取扱説明書でも機種名は『オートレースゲーム』で統一されている。ゲーム機であることをわかりやすくするために、末尾に「ゲーム」を加えたのだろう。

取扱説明書はバンダイ版(左)と米国版(右)でサイズが大きく違う。米国版のパッケージでは、取扱説明書がふたつに折りたたまれて収納されている。

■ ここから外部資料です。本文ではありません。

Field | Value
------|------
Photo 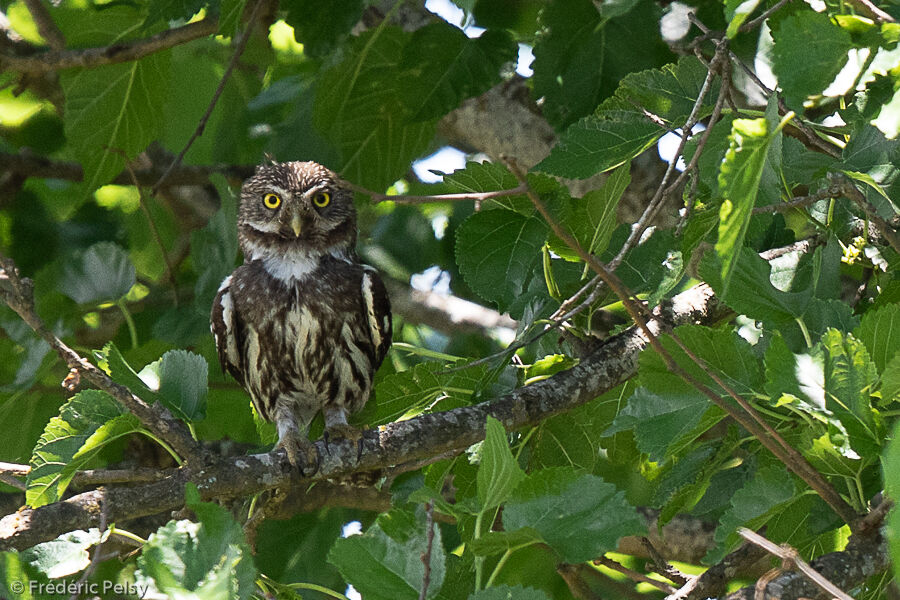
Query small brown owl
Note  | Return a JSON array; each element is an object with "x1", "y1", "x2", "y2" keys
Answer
[{"x1": 210, "y1": 161, "x2": 392, "y2": 474}]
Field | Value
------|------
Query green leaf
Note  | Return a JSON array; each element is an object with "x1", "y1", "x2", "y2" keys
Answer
[
  {"x1": 536, "y1": 56, "x2": 715, "y2": 178},
  {"x1": 314, "y1": 26, "x2": 435, "y2": 190},
  {"x1": 59, "y1": 242, "x2": 136, "y2": 304},
  {"x1": 771, "y1": 10, "x2": 853, "y2": 110},
  {"x1": 883, "y1": 355, "x2": 900, "y2": 404},
  {"x1": 707, "y1": 465, "x2": 796, "y2": 563},
  {"x1": 61, "y1": 52, "x2": 170, "y2": 192},
  {"x1": 369, "y1": 361, "x2": 487, "y2": 426},
  {"x1": 604, "y1": 387, "x2": 715, "y2": 461},
  {"x1": 477, "y1": 416, "x2": 526, "y2": 510},
  {"x1": 21, "y1": 529, "x2": 102, "y2": 579},
  {"x1": 552, "y1": 162, "x2": 630, "y2": 262},
  {"x1": 855, "y1": 304, "x2": 900, "y2": 372},
  {"x1": 822, "y1": 329, "x2": 882, "y2": 457},
  {"x1": 26, "y1": 390, "x2": 136, "y2": 507},
  {"x1": 764, "y1": 333, "x2": 827, "y2": 417},
  {"x1": 283, "y1": 0, "x2": 364, "y2": 57},
  {"x1": 328, "y1": 508, "x2": 445, "y2": 600},
  {"x1": 504, "y1": 468, "x2": 644, "y2": 563},
  {"x1": 455, "y1": 209, "x2": 548, "y2": 312},
  {"x1": 191, "y1": 179, "x2": 238, "y2": 313},
  {"x1": 100, "y1": 342, "x2": 157, "y2": 399},
  {"x1": 400, "y1": 24, "x2": 516, "y2": 121},
  {"x1": 145, "y1": 0, "x2": 207, "y2": 25},
  {"x1": 468, "y1": 585, "x2": 551, "y2": 600},
  {"x1": 136, "y1": 484, "x2": 256, "y2": 599},
  {"x1": 0, "y1": 551, "x2": 35, "y2": 600},
  {"x1": 699, "y1": 247, "x2": 810, "y2": 324},
  {"x1": 216, "y1": 0, "x2": 245, "y2": 37},
  {"x1": 725, "y1": 0, "x2": 761, "y2": 38},
  {"x1": 143, "y1": 350, "x2": 209, "y2": 422},
  {"x1": 468, "y1": 528, "x2": 541, "y2": 557},
  {"x1": 716, "y1": 117, "x2": 774, "y2": 295}
]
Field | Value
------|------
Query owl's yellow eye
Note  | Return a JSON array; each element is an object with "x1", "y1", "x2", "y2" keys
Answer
[
  {"x1": 263, "y1": 193, "x2": 281, "y2": 209},
  {"x1": 313, "y1": 191, "x2": 331, "y2": 208}
]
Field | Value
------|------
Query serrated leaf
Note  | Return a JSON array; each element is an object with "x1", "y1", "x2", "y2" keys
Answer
[
  {"x1": 822, "y1": 329, "x2": 882, "y2": 457},
  {"x1": 699, "y1": 247, "x2": 810, "y2": 324},
  {"x1": 147, "y1": 350, "x2": 209, "y2": 422},
  {"x1": 604, "y1": 387, "x2": 714, "y2": 461},
  {"x1": 192, "y1": 178, "x2": 238, "y2": 313},
  {"x1": 855, "y1": 304, "x2": 900, "y2": 372},
  {"x1": 468, "y1": 585, "x2": 551, "y2": 600},
  {"x1": 771, "y1": 11, "x2": 853, "y2": 110},
  {"x1": 313, "y1": 26, "x2": 434, "y2": 190},
  {"x1": 59, "y1": 242, "x2": 136, "y2": 304},
  {"x1": 26, "y1": 390, "x2": 135, "y2": 507},
  {"x1": 707, "y1": 465, "x2": 795, "y2": 563},
  {"x1": 400, "y1": 24, "x2": 516, "y2": 121},
  {"x1": 283, "y1": 0, "x2": 363, "y2": 57},
  {"x1": 100, "y1": 342, "x2": 156, "y2": 398},
  {"x1": 21, "y1": 529, "x2": 102, "y2": 579},
  {"x1": 477, "y1": 416, "x2": 525, "y2": 510},
  {"x1": 552, "y1": 162, "x2": 630, "y2": 262},
  {"x1": 504, "y1": 468, "x2": 644, "y2": 563},
  {"x1": 62, "y1": 52, "x2": 170, "y2": 192},
  {"x1": 145, "y1": 0, "x2": 208, "y2": 25},
  {"x1": 136, "y1": 484, "x2": 255, "y2": 599},
  {"x1": 369, "y1": 361, "x2": 487, "y2": 426},
  {"x1": 725, "y1": 0, "x2": 761, "y2": 37},
  {"x1": 328, "y1": 509, "x2": 445, "y2": 600},
  {"x1": 536, "y1": 56, "x2": 716, "y2": 178},
  {"x1": 455, "y1": 209, "x2": 548, "y2": 311},
  {"x1": 716, "y1": 117, "x2": 774, "y2": 295}
]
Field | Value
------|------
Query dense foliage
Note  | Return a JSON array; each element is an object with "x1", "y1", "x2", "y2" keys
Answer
[{"x1": 1, "y1": 0, "x2": 899, "y2": 598}]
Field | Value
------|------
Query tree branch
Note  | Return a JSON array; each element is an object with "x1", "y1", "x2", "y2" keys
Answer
[
  {"x1": 0, "y1": 18, "x2": 217, "y2": 74},
  {"x1": 0, "y1": 277, "x2": 727, "y2": 551},
  {"x1": 0, "y1": 255, "x2": 205, "y2": 464}
]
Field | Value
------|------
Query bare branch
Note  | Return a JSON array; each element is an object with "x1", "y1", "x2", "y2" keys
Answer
[
  {"x1": 348, "y1": 182, "x2": 529, "y2": 205},
  {"x1": 737, "y1": 528, "x2": 854, "y2": 600},
  {"x1": 594, "y1": 555, "x2": 676, "y2": 593},
  {"x1": 0, "y1": 18, "x2": 217, "y2": 74}
]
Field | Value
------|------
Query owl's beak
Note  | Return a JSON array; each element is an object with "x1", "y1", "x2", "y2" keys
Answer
[{"x1": 291, "y1": 214, "x2": 302, "y2": 237}]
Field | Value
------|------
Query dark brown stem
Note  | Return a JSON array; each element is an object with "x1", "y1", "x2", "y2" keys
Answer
[
  {"x1": 831, "y1": 175, "x2": 900, "y2": 254},
  {"x1": 419, "y1": 501, "x2": 435, "y2": 600},
  {"x1": 504, "y1": 157, "x2": 859, "y2": 527},
  {"x1": 0, "y1": 255, "x2": 205, "y2": 464},
  {"x1": 751, "y1": 189, "x2": 837, "y2": 214},
  {"x1": 152, "y1": 1, "x2": 263, "y2": 193},
  {"x1": 737, "y1": 0, "x2": 792, "y2": 33},
  {"x1": 0, "y1": 18, "x2": 217, "y2": 74},
  {"x1": 594, "y1": 555, "x2": 675, "y2": 593},
  {"x1": 21, "y1": 0, "x2": 65, "y2": 50},
  {"x1": 348, "y1": 182, "x2": 529, "y2": 205}
]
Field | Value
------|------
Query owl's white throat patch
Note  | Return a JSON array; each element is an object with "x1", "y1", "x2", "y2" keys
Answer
[{"x1": 248, "y1": 244, "x2": 350, "y2": 283}]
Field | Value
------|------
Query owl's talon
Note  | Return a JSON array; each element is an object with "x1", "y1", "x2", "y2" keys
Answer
[
  {"x1": 278, "y1": 436, "x2": 320, "y2": 477},
  {"x1": 323, "y1": 424, "x2": 364, "y2": 462}
]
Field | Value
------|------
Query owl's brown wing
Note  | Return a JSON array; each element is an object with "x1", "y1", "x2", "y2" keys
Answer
[
  {"x1": 361, "y1": 267, "x2": 392, "y2": 369},
  {"x1": 211, "y1": 274, "x2": 246, "y2": 387}
]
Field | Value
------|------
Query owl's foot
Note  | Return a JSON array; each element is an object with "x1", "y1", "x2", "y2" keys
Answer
[
  {"x1": 323, "y1": 424, "x2": 364, "y2": 462},
  {"x1": 277, "y1": 435, "x2": 320, "y2": 477}
]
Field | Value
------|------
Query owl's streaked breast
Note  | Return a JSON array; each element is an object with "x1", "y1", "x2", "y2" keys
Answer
[{"x1": 224, "y1": 256, "x2": 383, "y2": 421}]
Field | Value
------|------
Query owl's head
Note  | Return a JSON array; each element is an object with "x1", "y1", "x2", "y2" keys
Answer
[{"x1": 237, "y1": 161, "x2": 357, "y2": 261}]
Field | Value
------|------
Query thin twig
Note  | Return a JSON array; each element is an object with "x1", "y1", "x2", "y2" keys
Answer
[
  {"x1": 152, "y1": 1, "x2": 262, "y2": 194},
  {"x1": 738, "y1": 0, "x2": 793, "y2": 33},
  {"x1": 641, "y1": 537, "x2": 689, "y2": 586},
  {"x1": 0, "y1": 18, "x2": 216, "y2": 74},
  {"x1": 832, "y1": 175, "x2": 900, "y2": 254},
  {"x1": 594, "y1": 556, "x2": 675, "y2": 593},
  {"x1": 117, "y1": 154, "x2": 179, "y2": 305},
  {"x1": 70, "y1": 494, "x2": 108, "y2": 600},
  {"x1": 21, "y1": 0, "x2": 65, "y2": 50},
  {"x1": 504, "y1": 156, "x2": 859, "y2": 527},
  {"x1": 846, "y1": 0, "x2": 896, "y2": 22},
  {"x1": 347, "y1": 182, "x2": 529, "y2": 205},
  {"x1": 419, "y1": 501, "x2": 436, "y2": 600},
  {"x1": 751, "y1": 188, "x2": 837, "y2": 214},
  {"x1": 738, "y1": 528, "x2": 855, "y2": 600},
  {"x1": 610, "y1": 38, "x2": 728, "y2": 272},
  {"x1": 0, "y1": 461, "x2": 171, "y2": 486},
  {"x1": 0, "y1": 255, "x2": 204, "y2": 463}
]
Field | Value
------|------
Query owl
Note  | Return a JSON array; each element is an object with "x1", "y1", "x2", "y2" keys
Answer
[{"x1": 210, "y1": 161, "x2": 392, "y2": 474}]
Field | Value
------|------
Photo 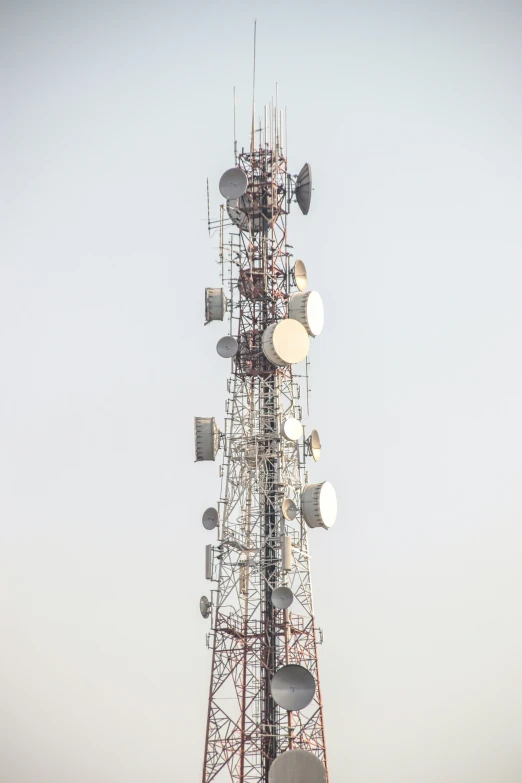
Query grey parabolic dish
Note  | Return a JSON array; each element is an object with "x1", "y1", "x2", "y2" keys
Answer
[
  {"x1": 295, "y1": 163, "x2": 312, "y2": 216},
  {"x1": 202, "y1": 507, "x2": 219, "y2": 530},
  {"x1": 216, "y1": 336, "x2": 238, "y2": 358},
  {"x1": 219, "y1": 167, "x2": 248, "y2": 200},
  {"x1": 271, "y1": 586, "x2": 294, "y2": 610},
  {"x1": 270, "y1": 664, "x2": 316, "y2": 711},
  {"x1": 199, "y1": 596, "x2": 211, "y2": 619},
  {"x1": 269, "y1": 749, "x2": 326, "y2": 783}
]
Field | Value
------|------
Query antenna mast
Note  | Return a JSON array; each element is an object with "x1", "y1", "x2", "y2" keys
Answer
[{"x1": 197, "y1": 49, "x2": 330, "y2": 783}]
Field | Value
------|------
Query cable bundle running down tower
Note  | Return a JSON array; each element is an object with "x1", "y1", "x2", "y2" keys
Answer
[{"x1": 196, "y1": 94, "x2": 337, "y2": 783}]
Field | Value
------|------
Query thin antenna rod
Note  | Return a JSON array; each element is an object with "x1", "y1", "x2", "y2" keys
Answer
[
  {"x1": 251, "y1": 20, "x2": 257, "y2": 152},
  {"x1": 206, "y1": 177, "x2": 210, "y2": 236},
  {"x1": 233, "y1": 86, "x2": 237, "y2": 163},
  {"x1": 285, "y1": 106, "x2": 288, "y2": 161},
  {"x1": 275, "y1": 83, "x2": 279, "y2": 154}
]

1977年発売のバンダイ版『オートレースゲーム』(左)と、1979年発売のマテルジャパン版『オートレース』(右)。マテルジャパン版の「ゲームシンジケート」シリーズの帯はシールで、パッケージに貼り付けられている。

【CGWM TRIVIA】
輸入販売されたもうひとつの機種『ミサイルアタックゲーム』

 バンダイから『オートレースゲーム』と同時に発売された機種が『ミサイルアタックゲーム』(価格は同じ5,600円)。これは、マテルが米国で1977年にリリースした『ミサイルアタック』の輸入バージョンだ。『ミサイルアタック』は米国で短期間しか販売されず、すぐに『スペースアラート』という商品にリニューアルされてしまったエピソードを持つ機種。それが日本で輸入販売されたのは、バンダイとマテルジャパンの業務提携が結ばれたタイミングの妙と言えるかもしれない。なお、『ミサイルアタック』と『スペースアラート』については、別のページで解説する予定。

『ミサイルアタックゲーム』は、LEDを使ったスピーディなシューティングゲーム。コンピュータのミサイルを迎撃してシティを守るのが目的だ。